Título: Leal defende apoio estatal à conversão das empresas
Autor: Grabois, Ana Paula
Fonte: Valor Econômico, 30/06/2010, Especial, p. A14

O empresário Guilherme Leal, vice na chapa do PV para a Presidência da República, defende mais investimento público e menos despesa corrente. Como todo empresário Leal, um dos donos da Natura, é crítico da carga tributária. O empresário defende a migração das empresas para a chamada economia verde, o estímulo à geração de energia renovável, mas vê o pré-sal como um "presente". E lança dúvidas sobre a transparência do Banco Nacional de Desenvolvimento Econômico e Social (BNDES). A seguir, os principais trechos da entrevista concedida ao Valor.

Valor: E o senhor votou em quem para presidente em 2002 e em 2006?

Guilherme Leal: Em 2002, votei no presidente Lula. Em 2006, para falar a verdade, fiquei muito frustrado com as opções. No segundo turno, não votei, estava viajando, se não me engano, mas não estava nem um pouco entusiasmado. Em 94 e em 98, votei no presidente Fernando Henrique.

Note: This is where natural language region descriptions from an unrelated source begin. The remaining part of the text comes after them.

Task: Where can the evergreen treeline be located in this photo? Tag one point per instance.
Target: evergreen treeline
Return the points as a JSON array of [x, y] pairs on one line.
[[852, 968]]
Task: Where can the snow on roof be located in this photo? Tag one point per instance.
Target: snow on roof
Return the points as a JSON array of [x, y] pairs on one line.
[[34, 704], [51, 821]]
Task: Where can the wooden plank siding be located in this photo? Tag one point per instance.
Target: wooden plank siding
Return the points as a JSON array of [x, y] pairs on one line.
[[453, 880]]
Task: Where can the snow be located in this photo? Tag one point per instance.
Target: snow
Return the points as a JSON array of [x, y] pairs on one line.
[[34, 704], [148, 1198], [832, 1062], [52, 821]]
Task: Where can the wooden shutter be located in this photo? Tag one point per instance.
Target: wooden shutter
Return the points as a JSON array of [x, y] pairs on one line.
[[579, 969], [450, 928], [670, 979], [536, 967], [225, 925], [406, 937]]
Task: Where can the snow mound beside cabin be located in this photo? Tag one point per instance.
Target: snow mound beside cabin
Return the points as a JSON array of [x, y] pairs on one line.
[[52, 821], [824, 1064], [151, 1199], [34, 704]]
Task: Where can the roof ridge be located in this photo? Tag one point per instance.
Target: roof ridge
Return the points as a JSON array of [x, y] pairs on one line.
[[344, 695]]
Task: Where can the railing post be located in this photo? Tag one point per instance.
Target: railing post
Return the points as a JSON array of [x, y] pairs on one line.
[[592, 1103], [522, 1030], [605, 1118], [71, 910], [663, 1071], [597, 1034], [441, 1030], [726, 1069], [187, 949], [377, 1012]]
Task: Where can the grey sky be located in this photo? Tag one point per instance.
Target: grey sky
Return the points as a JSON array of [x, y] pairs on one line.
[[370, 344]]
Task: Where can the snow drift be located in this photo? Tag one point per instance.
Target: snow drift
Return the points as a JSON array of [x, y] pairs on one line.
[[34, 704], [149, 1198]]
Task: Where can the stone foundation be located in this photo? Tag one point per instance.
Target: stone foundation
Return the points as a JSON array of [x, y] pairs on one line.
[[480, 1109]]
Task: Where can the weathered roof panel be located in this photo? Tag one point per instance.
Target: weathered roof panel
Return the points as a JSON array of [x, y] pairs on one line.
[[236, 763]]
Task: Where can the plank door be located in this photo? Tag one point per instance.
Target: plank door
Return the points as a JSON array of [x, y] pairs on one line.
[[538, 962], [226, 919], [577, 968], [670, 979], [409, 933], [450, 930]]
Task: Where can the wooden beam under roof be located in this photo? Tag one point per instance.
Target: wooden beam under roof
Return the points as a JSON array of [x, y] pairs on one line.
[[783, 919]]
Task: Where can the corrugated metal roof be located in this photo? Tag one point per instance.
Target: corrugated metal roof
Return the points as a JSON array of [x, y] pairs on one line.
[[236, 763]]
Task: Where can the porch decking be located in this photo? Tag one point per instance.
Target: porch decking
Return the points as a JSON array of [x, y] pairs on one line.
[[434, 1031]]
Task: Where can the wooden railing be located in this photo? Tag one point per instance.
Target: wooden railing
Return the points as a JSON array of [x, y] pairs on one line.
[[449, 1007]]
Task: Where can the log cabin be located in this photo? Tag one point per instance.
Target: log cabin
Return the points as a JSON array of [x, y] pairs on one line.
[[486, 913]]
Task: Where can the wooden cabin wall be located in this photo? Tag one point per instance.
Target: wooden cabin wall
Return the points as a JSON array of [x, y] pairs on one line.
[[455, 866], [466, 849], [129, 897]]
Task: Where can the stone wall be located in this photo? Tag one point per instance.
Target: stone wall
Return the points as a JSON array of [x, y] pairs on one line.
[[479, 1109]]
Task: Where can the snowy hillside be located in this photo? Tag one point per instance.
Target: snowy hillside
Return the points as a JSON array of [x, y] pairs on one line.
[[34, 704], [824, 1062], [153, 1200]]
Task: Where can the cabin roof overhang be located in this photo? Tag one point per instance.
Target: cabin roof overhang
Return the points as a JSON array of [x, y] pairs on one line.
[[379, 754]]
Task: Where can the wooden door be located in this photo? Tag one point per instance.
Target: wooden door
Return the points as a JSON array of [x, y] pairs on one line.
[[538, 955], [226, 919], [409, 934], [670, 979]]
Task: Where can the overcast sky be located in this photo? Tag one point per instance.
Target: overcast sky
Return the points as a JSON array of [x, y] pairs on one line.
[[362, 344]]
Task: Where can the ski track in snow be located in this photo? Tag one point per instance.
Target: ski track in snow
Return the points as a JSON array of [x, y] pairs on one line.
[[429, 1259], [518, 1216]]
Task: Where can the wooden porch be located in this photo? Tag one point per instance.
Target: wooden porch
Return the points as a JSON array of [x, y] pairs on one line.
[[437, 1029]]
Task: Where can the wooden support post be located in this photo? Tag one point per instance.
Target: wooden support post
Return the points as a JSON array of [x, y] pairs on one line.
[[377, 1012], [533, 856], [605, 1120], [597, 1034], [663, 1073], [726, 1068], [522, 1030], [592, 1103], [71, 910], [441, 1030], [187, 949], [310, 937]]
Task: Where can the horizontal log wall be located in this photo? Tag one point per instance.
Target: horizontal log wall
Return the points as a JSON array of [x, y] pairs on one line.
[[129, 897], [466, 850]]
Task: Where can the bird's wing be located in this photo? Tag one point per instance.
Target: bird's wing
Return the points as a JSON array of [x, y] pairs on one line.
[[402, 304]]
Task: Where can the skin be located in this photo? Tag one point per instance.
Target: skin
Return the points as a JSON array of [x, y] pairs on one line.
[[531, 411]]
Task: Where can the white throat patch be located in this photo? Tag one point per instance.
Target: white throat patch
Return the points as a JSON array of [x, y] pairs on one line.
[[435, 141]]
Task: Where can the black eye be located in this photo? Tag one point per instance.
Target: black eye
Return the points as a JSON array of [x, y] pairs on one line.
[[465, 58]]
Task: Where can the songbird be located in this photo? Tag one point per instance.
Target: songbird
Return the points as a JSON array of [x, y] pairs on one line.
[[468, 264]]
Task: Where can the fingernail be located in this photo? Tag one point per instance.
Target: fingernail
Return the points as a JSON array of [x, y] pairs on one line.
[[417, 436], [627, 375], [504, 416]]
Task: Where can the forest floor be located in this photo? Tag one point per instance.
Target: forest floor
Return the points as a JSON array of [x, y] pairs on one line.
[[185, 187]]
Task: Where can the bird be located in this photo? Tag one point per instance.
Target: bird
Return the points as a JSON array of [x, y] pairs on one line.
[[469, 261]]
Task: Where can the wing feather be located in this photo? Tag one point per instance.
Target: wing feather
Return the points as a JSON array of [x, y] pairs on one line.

Valor: O retrospecto de suas doações mostra uma concentração em candidatos tucanos. Isso denota uma preferência?

Leal: Minhas contribuições politicas sempre foram muito pequenas. Tem Marina, teve Erundina lá atrás, participei do Consea no começo do governo Lula. Eu sou coerente com a minhas ideias e nunca tive atividade partidária. Fui um dos criadores do Movimento Nossa São Paulo junto com o Oded (Grajew), tenho atuado mais na sociedade civil. Nunca estive ligado a um partido político até setembro do ano passado.

Valor: O senhor é a favor da contenção de gastos. Como combinar com o aumento dos investimentos públicos?

Leal: Temos limitação na sustentação do crescimento de longo prazo a taxas mais vigorosas por uma baixa capacidade de investimento. de apenas 1,5% do PIB. Temos uma baixa taxa de poupança interna que se deve à apropriação muito grande pelo Estado, pela alta carga tributária. E sabemos que poucos países dependentes apenas de capital externo tiveram crescimento de médio e longo prazos sustentados. Temos que reduzir gastos. Crescer gasto público a taxa menor que o PIB abriria espaço para a redução dos juros, o que ajudaria a aumentar o investimento privado e a diminuir a pressão sobre câmbio. Agora, pisar no acelerador no gasto público e no freio na política monetária tem consequências sobre a dívida interna e o custo do investimento. Essa é a situação hoje. Tem que ter uma política fiscal mais inteligente, buscar eficiência no gasto para não ter uma política monetária restritiva.

Valor: Onde cortar?

Leal: Não estamos falando de cortes, estamos falando de crescer o gasto abaixo do crescimento do PIB.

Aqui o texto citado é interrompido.